Understanding the four-part test made a big difference in determining R&D activities at Meier Tool. “We can look at the four-part test and say, ‘Does this project meet all of these?’” Meier says. “We were able to pull in a lot more jobs when we did that, which meant that we had a lot more salaries to claim for the credit.”
Salaries make up the bulk of the costs claimed for the credit. Supplies also count, as do any contract expenses, including hiring an outside engineer or using another vendor for skills or technology not available in-house. Although keeping track of all of that may sound daunting, Terhaar says it’s not as onerous as it seems. “We can come in and do interviews with people involved, and that is valid as support. The more documentation you have, especially job schedules, the better, but the IRS hasn’t defined specific documents that you must have to claim the credit.”
Extra Credit
Another reason many small and mid-sized manufacturing companies aren’t taking advantage of the R&D Tax Credit is because they’re working with small and mid-sized accounting firms. And often, those accounting firms don’t have the expertise and experience required to understand the tax code. “It’s a specialty area,” Schmidt says. “It’s totally subjective, and the rules can seem very gray. Unless you work with it a lot, it’s hard to be confident and clear about how you can apply the rules.”
Although most accountants have at least heard of the tax credit, few consider themselves experts on the subject. “They may not be comfortable applying it to their clients’ businesses because of the subjective nature of the R&D Tax Credit,” Schmidt says.

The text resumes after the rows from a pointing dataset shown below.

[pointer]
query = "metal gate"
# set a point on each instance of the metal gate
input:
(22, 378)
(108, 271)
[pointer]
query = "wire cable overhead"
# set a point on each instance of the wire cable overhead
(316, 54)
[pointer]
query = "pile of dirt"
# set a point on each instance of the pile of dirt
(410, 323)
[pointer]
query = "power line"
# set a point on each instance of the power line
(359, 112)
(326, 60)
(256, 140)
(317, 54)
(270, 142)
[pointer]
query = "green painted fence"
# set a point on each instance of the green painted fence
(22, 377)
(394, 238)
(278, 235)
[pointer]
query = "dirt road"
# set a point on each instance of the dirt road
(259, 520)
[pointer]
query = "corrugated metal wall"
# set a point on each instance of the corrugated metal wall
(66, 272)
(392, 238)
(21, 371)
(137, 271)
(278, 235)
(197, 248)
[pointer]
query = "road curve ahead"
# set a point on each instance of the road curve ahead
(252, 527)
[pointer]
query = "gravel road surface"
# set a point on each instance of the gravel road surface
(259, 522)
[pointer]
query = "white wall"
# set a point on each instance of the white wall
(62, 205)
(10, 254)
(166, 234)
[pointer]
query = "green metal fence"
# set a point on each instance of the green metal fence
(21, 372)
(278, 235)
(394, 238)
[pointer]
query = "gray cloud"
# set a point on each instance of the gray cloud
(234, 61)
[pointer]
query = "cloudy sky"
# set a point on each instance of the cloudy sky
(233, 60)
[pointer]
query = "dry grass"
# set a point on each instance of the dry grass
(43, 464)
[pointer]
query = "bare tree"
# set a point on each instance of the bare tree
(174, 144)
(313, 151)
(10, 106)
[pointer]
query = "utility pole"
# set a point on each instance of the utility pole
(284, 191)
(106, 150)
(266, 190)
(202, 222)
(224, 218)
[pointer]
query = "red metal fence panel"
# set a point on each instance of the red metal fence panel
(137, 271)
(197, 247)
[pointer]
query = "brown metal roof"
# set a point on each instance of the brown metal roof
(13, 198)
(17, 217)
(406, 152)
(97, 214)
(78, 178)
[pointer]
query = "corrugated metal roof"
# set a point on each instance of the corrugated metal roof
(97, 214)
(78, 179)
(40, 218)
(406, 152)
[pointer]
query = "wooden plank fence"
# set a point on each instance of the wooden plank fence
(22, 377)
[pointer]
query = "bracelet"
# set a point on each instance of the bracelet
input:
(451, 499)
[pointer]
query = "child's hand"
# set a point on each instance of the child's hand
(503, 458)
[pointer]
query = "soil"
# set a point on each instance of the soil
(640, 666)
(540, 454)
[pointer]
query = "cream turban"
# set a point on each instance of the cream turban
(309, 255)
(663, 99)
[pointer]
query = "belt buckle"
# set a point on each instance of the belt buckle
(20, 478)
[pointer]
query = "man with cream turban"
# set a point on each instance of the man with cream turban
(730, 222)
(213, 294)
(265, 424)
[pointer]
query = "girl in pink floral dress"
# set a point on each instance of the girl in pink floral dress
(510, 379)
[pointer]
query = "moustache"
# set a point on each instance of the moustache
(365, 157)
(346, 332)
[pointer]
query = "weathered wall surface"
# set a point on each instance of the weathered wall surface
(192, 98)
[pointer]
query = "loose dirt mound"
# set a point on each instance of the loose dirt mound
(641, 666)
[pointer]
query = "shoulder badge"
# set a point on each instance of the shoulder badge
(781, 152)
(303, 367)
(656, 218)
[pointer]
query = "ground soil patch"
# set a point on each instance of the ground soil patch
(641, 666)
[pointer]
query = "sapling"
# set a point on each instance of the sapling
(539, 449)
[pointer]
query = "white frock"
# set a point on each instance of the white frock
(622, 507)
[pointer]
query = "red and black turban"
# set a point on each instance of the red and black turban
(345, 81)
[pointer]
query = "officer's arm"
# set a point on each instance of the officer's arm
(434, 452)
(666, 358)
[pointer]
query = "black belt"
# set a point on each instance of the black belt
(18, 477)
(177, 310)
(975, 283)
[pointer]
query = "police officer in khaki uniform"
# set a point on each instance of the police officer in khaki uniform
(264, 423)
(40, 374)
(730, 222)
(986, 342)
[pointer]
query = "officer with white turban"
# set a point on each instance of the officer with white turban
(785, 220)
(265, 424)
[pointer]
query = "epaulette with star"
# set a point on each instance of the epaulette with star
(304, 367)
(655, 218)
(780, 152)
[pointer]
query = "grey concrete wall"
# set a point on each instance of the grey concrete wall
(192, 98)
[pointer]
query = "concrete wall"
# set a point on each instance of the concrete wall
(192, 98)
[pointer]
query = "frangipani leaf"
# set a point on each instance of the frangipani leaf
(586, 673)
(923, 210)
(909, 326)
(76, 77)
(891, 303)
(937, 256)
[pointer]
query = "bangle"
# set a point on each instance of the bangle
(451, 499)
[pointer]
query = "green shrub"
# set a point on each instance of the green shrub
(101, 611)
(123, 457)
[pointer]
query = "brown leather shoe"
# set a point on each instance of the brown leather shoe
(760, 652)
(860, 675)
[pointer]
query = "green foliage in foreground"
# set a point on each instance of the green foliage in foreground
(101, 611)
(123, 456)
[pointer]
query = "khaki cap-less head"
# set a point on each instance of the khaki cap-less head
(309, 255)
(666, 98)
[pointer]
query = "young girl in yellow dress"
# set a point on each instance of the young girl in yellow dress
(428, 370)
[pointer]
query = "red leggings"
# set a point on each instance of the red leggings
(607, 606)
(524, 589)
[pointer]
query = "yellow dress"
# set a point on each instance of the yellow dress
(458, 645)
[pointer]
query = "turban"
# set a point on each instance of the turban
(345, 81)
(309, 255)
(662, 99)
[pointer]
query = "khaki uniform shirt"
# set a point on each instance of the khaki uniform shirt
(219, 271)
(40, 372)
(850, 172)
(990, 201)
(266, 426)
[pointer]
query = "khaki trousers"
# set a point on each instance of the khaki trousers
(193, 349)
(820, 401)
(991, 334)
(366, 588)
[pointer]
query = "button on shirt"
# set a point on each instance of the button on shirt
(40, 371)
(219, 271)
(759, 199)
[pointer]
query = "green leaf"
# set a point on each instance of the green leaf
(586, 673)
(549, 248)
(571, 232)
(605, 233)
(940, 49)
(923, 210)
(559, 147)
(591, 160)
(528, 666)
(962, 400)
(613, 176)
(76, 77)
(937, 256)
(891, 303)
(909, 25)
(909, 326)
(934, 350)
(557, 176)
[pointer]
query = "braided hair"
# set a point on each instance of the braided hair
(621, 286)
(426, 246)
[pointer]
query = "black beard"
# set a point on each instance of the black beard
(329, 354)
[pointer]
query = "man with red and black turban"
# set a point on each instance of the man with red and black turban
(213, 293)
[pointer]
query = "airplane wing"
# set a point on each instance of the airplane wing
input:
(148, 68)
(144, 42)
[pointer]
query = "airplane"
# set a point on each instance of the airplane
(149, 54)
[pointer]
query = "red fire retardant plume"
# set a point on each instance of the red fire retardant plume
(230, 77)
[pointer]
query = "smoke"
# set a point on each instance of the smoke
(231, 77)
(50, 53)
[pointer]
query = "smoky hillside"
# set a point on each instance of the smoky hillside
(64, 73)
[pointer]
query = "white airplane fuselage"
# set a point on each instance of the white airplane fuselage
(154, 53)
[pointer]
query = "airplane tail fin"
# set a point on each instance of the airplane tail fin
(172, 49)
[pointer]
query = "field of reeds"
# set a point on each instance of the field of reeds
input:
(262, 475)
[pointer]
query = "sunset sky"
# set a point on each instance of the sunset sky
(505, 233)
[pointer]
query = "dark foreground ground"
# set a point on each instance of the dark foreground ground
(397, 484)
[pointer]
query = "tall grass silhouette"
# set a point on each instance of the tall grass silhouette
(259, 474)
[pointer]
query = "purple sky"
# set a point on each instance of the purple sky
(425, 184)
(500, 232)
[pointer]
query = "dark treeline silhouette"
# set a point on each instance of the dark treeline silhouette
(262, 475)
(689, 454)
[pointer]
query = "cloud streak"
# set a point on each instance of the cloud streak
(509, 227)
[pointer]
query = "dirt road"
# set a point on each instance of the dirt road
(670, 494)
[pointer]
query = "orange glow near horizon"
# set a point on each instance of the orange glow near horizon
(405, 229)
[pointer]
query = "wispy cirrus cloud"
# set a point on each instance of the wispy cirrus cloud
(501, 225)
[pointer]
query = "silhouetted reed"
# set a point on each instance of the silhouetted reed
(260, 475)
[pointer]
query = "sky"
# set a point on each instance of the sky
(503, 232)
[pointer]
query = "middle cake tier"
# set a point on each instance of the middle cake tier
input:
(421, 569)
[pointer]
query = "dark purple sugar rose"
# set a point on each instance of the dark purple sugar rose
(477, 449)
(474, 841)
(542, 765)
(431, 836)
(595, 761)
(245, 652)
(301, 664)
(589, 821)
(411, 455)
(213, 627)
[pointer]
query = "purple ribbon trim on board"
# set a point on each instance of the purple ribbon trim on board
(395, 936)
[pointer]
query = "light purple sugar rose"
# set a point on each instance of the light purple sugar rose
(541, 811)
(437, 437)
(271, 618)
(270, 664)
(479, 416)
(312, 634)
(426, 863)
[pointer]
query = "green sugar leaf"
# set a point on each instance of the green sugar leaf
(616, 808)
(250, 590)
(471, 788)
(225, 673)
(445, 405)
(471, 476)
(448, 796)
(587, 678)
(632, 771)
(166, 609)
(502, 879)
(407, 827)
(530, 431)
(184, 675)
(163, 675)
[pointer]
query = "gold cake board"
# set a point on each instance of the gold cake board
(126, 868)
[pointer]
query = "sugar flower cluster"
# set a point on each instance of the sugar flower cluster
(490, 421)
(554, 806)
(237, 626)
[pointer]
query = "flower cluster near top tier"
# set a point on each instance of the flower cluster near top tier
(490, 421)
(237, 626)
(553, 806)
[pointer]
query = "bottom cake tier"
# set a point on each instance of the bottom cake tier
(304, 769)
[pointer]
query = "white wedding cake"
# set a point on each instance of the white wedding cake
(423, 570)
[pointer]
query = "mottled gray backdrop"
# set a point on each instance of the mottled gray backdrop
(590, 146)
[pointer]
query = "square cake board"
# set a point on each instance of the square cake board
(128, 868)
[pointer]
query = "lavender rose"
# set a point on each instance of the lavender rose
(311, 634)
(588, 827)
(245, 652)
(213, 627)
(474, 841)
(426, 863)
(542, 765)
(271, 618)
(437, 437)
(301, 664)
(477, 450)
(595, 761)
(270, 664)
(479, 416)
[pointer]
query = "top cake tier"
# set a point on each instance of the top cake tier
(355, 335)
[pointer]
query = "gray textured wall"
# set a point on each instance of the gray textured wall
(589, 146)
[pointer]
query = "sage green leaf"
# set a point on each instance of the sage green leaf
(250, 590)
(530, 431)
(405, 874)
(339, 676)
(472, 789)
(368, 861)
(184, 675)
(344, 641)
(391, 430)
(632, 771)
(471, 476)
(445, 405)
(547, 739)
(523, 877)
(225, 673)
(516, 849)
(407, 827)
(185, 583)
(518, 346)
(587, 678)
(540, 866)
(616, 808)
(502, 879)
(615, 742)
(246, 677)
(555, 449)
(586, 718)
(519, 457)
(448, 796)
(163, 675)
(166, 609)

That’s where firms that specialize exclusively in R&D, like Black Line Group, can be especially helpful. Most aren’t looking to steal clients; instead, they’re willing to partner with a company’s accountant to provide a roadmap that will make filing for the credit easier in the future. Dynamic Group, for example, contracted with Black Line Group to handle the initial credit claim. Subsequent claims have gone directly through their longtime accountants. “Black Line worked directly with us internally, and also with our external accounting firm,” McGillivary explains. “Their philosophy is to come in and teach both the internal and the external team how to handle it. For us, this was a one-time occurrence.”
Terhaar and Mayer have often been called upon as consultants as well. And that is just fine, they both say. “I’ve consulted with companies so that they could go back to their accountants and use them in the future,” Mayer says. “People can be very loyal, and that’s a good thing. We can work out the calculations with them so that they have something to follow in the future.”
Meier says they understand the process well enough now that her company can handle it in-house then pass the numbers to their accountant to include with the annual return. Already, they’ve been trying to streamline the process so that R&D can be tracked year round, not just at tax time. And looking to the future, they are pleased to know that they’ll be able to enjoy a substantial, dollar-for-dollar credit on their taxes every year.
“Any manufacturing company that isn’t doing this should look into it,” Meier says. “At least make the effort to see if it applies. There may be dollars there that they didn’t know about.”